CUDA miner

191012141569

Comments

  • skunkskunk Member Posts: 13
    edited August 2015
    works fine on a 6x750ti rig too...
    cuda: 52Mhs, opencl: 46Mhs
  • cryptletcryptlet Member Posts: 29
    edited August 2015
    @Genoil Like @skunk says, it builds after removing -Werror. Built on ubuntu with cuda 7.0.
    Results for my 2x 750Ti.

    (Benchmark with 1x 750Ti )
    ./ethminer -M -U
    min/mean/max: 8825514/8877943/8912896 H/s
    inner mean: 2970965 H/s

    (Benchmark with 1x 750Ti )
    ./ethminer -M -U --cuda-turbo
    min/mean/max: 8825514/8860466/8912896 H/s
    inner mean: 2970965 H/s

    (Benchmark with 2x 750Ti )
    ./ethminer -M -G
    min/mean/max: 16340309/16410213/16427690 H/s
    inner mean: 5475896 H/s

    In actual mining my 2x 750Ti get a total about 17.7+MHs total.

    Edit: Just noticed this ethminer build is using 100% of 1 core on my quad cpu.
  • skunkskunk Member Posts: 13
    cryptlet said:


    Edit: Just noticed this ethminer build is using 100% of 1 core on my quad cpu.
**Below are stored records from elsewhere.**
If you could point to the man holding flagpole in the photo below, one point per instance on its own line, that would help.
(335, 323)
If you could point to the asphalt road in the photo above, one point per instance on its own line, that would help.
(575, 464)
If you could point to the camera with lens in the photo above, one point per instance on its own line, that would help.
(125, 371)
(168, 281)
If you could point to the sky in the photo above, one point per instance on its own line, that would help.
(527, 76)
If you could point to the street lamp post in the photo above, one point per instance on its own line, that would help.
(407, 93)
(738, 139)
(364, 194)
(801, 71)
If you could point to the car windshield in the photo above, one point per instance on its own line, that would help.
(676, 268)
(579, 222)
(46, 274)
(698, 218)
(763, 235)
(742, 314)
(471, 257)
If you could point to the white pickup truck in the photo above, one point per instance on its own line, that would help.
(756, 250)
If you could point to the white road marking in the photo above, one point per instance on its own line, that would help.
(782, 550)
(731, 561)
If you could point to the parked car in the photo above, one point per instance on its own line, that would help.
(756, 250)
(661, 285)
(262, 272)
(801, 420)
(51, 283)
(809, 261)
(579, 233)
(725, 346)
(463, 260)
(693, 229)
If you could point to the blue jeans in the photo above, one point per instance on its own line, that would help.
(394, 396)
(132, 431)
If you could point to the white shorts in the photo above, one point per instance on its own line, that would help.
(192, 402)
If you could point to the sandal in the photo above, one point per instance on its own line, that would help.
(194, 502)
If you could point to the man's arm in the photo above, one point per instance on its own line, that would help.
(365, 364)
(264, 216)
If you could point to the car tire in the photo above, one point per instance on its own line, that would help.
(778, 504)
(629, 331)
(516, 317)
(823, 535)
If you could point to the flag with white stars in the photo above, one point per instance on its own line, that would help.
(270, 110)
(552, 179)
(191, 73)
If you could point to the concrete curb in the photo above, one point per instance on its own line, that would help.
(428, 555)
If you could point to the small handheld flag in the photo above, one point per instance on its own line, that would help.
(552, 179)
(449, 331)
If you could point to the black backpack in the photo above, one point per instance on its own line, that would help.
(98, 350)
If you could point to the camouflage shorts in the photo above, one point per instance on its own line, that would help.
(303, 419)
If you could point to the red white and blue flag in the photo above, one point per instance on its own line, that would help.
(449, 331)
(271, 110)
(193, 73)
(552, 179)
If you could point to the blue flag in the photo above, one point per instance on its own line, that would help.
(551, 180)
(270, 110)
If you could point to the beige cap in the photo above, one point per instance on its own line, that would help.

    it'll stop using cpu time once finished with the dag files...
  • GenoilGenoil 0xeb9310b185455f863f526dab3d245809f6854b4dMember Posts: 769 ✭✭✭
    Oh this is interesting.

    I optimized the keccak hash in the opencl kernel with some CUDA PTX assembly (borrowed from sp_ 's ccminer) and now the opencl kernel is as fast as the CUDA kernel.

    opencl: ethminer.exe -M -G --cl-global-work 16384
    cuda: ethminer.exe -M -U --cuda-grid-size 8192 --cuda-block-size 128 [--cuda-turbo]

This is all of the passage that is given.